Reduced risk for HIV

The genetic risk factor is located in a region on chromosome 3 that consists of many genes. There are several genes in its vicinity that encode receptors in the immune system. One of these receptors – CCR5 – is used by the HIV virus to infect white blood cells. Zeberg found that people who carried the risk factor for Covid-19 had fewer CCR5 receptors.

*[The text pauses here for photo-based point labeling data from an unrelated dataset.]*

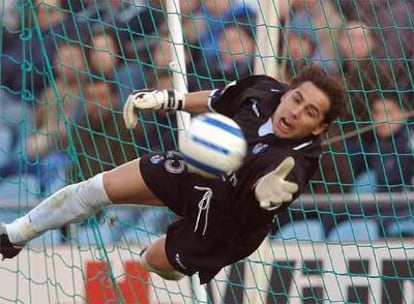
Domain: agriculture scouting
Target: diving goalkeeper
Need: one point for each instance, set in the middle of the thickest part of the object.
(221, 220)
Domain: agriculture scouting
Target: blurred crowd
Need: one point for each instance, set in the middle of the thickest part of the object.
(67, 67)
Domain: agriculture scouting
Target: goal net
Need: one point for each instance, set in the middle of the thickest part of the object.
(66, 70)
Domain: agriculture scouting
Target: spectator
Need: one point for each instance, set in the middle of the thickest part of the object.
(103, 52)
(389, 155)
(236, 46)
(217, 15)
(355, 46)
(301, 43)
(320, 22)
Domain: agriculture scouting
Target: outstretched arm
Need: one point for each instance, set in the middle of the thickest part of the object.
(167, 100)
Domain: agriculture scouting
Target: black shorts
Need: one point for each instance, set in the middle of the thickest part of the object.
(197, 242)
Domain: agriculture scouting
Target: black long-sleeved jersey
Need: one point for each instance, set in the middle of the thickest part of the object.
(251, 102)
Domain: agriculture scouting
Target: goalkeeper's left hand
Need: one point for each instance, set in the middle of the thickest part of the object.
(272, 190)
(141, 100)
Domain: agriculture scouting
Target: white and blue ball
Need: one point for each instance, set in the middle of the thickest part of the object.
(213, 145)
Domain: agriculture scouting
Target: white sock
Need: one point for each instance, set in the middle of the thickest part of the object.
(70, 204)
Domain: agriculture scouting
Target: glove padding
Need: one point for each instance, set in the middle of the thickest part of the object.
(272, 190)
(142, 100)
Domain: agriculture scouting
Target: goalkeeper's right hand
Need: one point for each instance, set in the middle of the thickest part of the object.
(141, 100)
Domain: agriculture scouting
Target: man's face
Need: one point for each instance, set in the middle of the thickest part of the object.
(301, 112)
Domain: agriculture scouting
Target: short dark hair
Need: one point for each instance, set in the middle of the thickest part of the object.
(331, 85)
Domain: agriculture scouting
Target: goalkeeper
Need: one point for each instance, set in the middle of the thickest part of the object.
(222, 220)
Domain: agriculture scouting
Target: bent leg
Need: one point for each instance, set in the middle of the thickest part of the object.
(125, 185)
(154, 259)
(76, 202)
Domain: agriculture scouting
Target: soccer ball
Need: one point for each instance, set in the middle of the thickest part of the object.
(212, 145)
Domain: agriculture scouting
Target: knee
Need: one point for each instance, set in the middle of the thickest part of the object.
(154, 260)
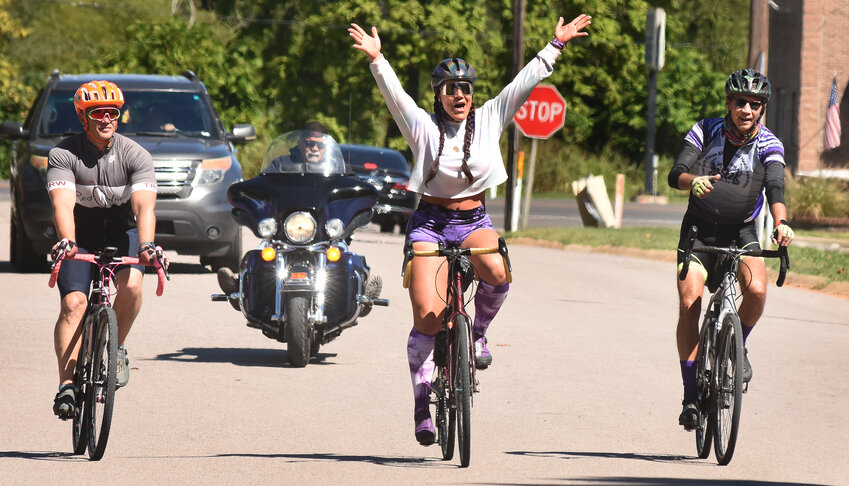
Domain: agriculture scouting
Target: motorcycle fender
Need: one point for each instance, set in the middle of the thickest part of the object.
(258, 287)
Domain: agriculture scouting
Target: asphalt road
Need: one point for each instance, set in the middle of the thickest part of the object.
(584, 388)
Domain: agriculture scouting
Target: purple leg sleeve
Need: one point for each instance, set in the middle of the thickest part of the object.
(688, 374)
(488, 300)
(420, 357)
(746, 331)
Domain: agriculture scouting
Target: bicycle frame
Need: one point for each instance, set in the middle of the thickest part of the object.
(455, 384)
(94, 378)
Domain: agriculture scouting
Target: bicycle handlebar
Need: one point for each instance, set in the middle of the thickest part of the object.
(162, 273)
(455, 251)
(781, 254)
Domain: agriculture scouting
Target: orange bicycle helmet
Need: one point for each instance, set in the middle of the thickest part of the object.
(97, 93)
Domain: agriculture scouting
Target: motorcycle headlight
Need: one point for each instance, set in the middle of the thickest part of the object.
(300, 227)
(267, 227)
(334, 228)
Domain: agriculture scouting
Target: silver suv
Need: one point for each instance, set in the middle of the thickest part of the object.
(174, 119)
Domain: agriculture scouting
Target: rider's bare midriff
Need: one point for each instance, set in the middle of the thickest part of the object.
(460, 204)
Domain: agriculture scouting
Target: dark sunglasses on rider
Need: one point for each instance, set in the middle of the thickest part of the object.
(756, 105)
(465, 87)
(99, 114)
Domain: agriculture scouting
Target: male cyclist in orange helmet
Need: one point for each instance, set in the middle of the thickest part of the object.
(103, 189)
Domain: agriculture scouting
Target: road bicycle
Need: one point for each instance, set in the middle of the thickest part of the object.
(95, 375)
(721, 356)
(455, 381)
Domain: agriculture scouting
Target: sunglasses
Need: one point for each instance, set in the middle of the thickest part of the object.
(741, 103)
(465, 87)
(100, 114)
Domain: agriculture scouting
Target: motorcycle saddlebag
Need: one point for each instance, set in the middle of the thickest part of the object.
(343, 287)
(259, 285)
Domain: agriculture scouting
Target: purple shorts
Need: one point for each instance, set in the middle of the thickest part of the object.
(434, 223)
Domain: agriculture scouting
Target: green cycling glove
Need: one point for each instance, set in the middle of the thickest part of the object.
(700, 185)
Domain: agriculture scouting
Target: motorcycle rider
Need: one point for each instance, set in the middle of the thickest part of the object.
(310, 156)
(457, 159)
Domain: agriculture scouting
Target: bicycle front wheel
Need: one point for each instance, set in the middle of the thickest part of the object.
(729, 387)
(446, 422)
(79, 426)
(704, 374)
(102, 380)
(463, 387)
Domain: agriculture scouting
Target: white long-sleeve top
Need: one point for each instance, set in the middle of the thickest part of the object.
(422, 133)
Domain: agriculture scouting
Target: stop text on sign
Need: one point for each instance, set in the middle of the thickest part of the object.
(542, 114)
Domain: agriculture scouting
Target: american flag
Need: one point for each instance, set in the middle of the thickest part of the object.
(832, 119)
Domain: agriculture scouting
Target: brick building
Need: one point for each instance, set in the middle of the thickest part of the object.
(808, 44)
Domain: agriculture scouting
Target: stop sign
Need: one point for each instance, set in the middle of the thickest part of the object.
(543, 113)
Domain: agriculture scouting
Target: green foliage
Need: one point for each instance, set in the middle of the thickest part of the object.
(831, 266)
(279, 64)
(817, 197)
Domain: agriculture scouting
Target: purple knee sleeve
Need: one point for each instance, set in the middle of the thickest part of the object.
(688, 375)
(420, 358)
(488, 300)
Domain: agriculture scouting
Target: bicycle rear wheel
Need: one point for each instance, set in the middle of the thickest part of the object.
(729, 387)
(445, 418)
(102, 380)
(79, 426)
(463, 387)
(704, 374)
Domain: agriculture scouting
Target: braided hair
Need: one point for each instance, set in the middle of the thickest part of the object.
(439, 112)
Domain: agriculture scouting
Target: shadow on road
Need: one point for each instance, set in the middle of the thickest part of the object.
(173, 268)
(41, 456)
(647, 481)
(272, 358)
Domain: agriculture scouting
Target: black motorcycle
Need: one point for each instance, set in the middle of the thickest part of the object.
(302, 285)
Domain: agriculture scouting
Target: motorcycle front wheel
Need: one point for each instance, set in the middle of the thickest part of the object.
(298, 332)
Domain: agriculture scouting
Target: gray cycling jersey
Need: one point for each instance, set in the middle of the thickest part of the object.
(103, 182)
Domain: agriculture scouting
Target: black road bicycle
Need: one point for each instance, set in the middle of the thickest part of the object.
(720, 357)
(95, 376)
(455, 381)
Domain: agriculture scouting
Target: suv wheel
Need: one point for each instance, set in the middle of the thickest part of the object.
(20, 251)
(231, 259)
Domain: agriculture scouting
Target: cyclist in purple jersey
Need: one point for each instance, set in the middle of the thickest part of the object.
(103, 189)
(457, 157)
(729, 165)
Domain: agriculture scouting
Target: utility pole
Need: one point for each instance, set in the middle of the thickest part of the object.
(759, 35)
(513, 141)
(655, 58)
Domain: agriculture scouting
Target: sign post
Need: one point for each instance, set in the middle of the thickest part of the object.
(540, 117)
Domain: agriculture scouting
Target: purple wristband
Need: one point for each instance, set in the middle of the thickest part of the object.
(558, 43)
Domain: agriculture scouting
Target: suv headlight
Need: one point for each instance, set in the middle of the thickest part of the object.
(300, 227)
(267, 227)
(211, 171)
(334, 228)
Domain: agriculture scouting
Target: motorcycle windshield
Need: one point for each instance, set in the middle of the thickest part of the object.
(304, 151)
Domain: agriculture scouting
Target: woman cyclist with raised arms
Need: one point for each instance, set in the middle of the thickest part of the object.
(728, 165)
(457, 158)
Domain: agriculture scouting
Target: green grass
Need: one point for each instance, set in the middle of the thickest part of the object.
(831, 266)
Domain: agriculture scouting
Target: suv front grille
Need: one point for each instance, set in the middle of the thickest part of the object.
(174, 178)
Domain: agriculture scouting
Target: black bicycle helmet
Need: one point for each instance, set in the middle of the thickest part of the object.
(451, 69)
(749, 82)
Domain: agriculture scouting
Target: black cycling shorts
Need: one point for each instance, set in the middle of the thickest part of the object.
(77, 276)
(744, 235)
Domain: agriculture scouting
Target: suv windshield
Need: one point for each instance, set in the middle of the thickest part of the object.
(153, 113)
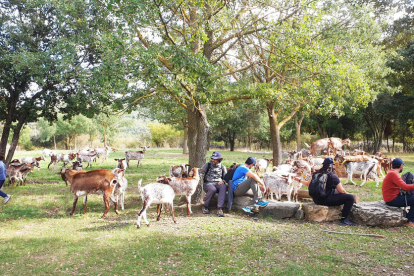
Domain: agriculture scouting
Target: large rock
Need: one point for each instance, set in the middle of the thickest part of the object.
(319, 213)
(281, 210)
(377, 214)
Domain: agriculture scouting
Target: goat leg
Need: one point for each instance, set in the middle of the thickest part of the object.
(84, 204)
(188, 198)
(172, 212)
(106, 202)
(75, 200)
(159, 209)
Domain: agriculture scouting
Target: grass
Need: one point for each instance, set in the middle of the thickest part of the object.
(37, 236)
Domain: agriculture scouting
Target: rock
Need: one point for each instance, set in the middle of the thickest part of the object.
(242, 201)
(377, 214)
(280, 210)
(300, 214)
(319, 213)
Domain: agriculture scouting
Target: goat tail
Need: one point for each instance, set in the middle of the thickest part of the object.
(139, 184)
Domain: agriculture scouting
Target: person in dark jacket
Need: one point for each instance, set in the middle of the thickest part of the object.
(336, 194)
(214, 173)
(3, 175)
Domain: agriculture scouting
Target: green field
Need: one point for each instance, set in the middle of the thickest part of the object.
(37, 236)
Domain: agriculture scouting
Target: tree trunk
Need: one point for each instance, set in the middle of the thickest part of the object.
(185, 151)
(7, 125)
(275, 134)
(298, 124)
(197, 136)
(15, 140)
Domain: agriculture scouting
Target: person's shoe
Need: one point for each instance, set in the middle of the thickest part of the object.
(247, 210)
(7, 198)
(410, 224)
(346, 222)
(206, 211)
(261, 203)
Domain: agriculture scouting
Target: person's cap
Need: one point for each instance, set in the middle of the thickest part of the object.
(327, 162)
(216, 155)
(397, 162)
(251, 160)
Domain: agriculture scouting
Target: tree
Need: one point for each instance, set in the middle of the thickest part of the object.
(45, 53)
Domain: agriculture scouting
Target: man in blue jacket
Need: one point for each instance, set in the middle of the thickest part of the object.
(244, 180)
(3, 174)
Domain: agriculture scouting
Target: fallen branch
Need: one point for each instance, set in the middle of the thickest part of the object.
(358, 234)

This led him to test whether they also had a lower risk of becoming infected with HIV. By analysing patient data from three major biobanks (FinnGen, UK Biobank and Michigan Genomic Initiative) he found that carriers of the risk variant for Covid-19 had a 27 percent lower risk of contracting HIV. “This shows how a genetic variant can be both good and bad news: Bad news if a person contracts Covid-19, good news because it offers protection against getting infected with HIV”, says Zeberg.

However, since HIV only arose during the 20th century, protection against this infectious disease cannot explain why the genetic risk variant for Covid-19 became so common among humans as early as 10,000 years ago. “Now we know that this risk variant for Covid-19 provides protection against HIV. But it was probably protection against yet another disease that increased its frequency after the last ice age”, Zeberg concludes.